Robert Lewandowski przepraszał kibiców w mediach społecznościowych po tym, jak nie strzelił karnego w meczu z Meksykiem. Tymczasem Jan Tomaszewski obawia się o formę psychiczną kapitana Biało-czerwonych podczas mundialu w Katarze.
Polscy piłkarze w meczu z Meksykiem zagrali bardzo defensywnie. Najwyraźniej głównym celem taktyki obranej przez Czesława Michniewicza było: nie przegrać pierwszego meczu w grupie na mistrzostwach świata w Katarze. Pomimo tego Biało-czerwoni mogli zgarnąć trzy punkty.
Lewandowski 🆚 Ochoa
— TVP SPORT (@sport_tvppl) November 22, 2022
Górą Meksykanin...
__________#MEXPOL 🇲🇽🇵🇱 • #Mundialove pic.twitter.com/L4GyozXgBM
W drugiej połowie wtorkowego spotkania Robert Lewandowski został przewrócony w polu karnym przez Hectora Moreno. Arbiter po analizie VAR wskazał na jedenasty metr, ale napastnik reprezentacji Polski i FC Barcelony nie wykorzystał rzutu karnego.

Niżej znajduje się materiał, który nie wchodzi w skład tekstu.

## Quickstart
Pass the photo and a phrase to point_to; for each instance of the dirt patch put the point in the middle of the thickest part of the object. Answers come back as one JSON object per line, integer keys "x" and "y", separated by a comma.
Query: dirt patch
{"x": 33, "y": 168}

Zagraliśmy mądrze i powinniśmy wygrać. Tym trudniej mi się z tym pogodzić. Przepraszam i dziękuje za wszystkie słowa wsparcia. Walczymy dalej o awans
- napisał później Lewandowski na Instagramie.
Tymczasem medalista mistrzostw świata w 1974 roku, Jan Tomaszewski wskazuje, że najlepszy strzelec w historii reprezentacji Polski przeżywa ostatnio ciężkie chwile. Bramkarz "Orłów Górskiego" w rozmowie z Super Expressem wyraził obawę o formę psychiczną Lewandowskiego na mundialu w Katarze.
Obawiam się o psychikę Roberta Lewandowskiego. Raz, że przejścia, karny niestrzelony, kartka, mecze zawieszenia w Barcelonie. Widać było, że Robert nie jest sobą i ten karny był tego potwierdzeniem Oglądałem to dwa razy. To nie był ten Robert przy rzucie karnym
- analizował Tomaszewski nawiązując między innymi do czerwonej kartki, jaką Polak obejrzał w ostatnim ligowym meczu Barcy.
Polaków na mundialu w Katarze czekają teraz trzy dni przerwy. W sobotę zmierzą się z sensacyjnym liderem grupy C - Arabią Saudyjską.